Shallow foundation, above the freezing point, which varies from 70 to 120 cm depending on the soil and the region, is also one of the prerequisites for uneven subsidence in the foundations. This process can be explained by the cycles of freezing and thawing of water in the soil. Re-freezing and thawing of the water in the composition of the soil leads to destruction (destruction) of its integrity and opening of cavities. Another negative aspect of the shallow foundation of the houses is observed in the cases when the excavation does not reach a solid earth layer or the penetration into it is not enough. It is recommended that the foundations of the houses enter at least 40 cm into the "healthy" soil.
These are the most common causes of uneven sinking in the foundations, and of course there are others. Once measures have been taken to eliminate them, the next step is to monitor the building. In some solutions, the fortification measures do not have an immediate effect on the building. There is a gradual attenuation in subsidence and opening of cracks. Only after these processes are completely stopped is it reasonable to proceed to the restoration of lost load-bearing capacity in the structure. These activities are expressed in the filling of cracks, additional reinforcement and others.
What not to do!
Advice from acquaintances, even if they are regular civil engineers. Taking fortification measures to save a sinking building is a complex task. For its correct solution it is necessary to collect information about the type of foundation, soil characteristics, water horizon, the condition of the building. Blind execution of "heels" and framing rings very often leads to even a negative effect. The weight of the building increases significantly above the permissible for the soil. Once implemented, these measures are irreversible or extremely expensive to correct.
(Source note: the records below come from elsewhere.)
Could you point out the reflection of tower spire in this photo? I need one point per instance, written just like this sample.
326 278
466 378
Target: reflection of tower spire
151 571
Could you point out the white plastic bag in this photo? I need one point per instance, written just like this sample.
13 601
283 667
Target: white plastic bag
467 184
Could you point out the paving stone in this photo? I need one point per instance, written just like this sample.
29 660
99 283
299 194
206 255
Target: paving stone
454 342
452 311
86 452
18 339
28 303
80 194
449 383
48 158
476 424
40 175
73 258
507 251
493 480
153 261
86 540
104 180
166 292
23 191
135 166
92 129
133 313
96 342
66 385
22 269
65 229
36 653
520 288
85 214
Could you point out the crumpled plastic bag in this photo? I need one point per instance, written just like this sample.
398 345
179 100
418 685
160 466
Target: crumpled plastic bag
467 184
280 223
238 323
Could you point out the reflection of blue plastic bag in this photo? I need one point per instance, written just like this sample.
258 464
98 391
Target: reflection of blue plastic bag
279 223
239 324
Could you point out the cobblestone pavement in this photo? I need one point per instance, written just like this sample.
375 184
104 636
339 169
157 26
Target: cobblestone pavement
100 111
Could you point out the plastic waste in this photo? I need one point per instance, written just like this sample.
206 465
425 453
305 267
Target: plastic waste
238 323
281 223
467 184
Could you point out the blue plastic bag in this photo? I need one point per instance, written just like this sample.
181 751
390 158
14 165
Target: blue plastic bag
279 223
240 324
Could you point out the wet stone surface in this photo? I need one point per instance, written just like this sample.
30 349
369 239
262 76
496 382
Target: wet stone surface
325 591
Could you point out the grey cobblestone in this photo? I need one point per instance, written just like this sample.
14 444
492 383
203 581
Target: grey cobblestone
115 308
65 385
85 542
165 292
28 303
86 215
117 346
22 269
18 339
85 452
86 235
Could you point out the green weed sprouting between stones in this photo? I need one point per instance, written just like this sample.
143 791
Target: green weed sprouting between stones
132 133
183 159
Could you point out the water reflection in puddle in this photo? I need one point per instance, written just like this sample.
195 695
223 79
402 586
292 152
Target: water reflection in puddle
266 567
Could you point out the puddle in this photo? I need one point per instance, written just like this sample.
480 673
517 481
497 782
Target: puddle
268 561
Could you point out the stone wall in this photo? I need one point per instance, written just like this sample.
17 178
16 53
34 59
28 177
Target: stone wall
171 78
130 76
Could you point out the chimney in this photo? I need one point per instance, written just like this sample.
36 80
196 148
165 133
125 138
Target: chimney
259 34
As a final conclusion, it can be summarized that the settlement of the foundations is a complex process with many possible causes and solutions. The research activities in the initial stage, together with the design, are the most important moments for which no money should be saved. Sometimes the sums for strengthening and drainage are high, but this should not stop the owners from taking measures to preserve their real estate and secure their houses against accidents. Postponement of building reinforcement activities leads to increased damage, significant additional costs, risks and undesirable consequences.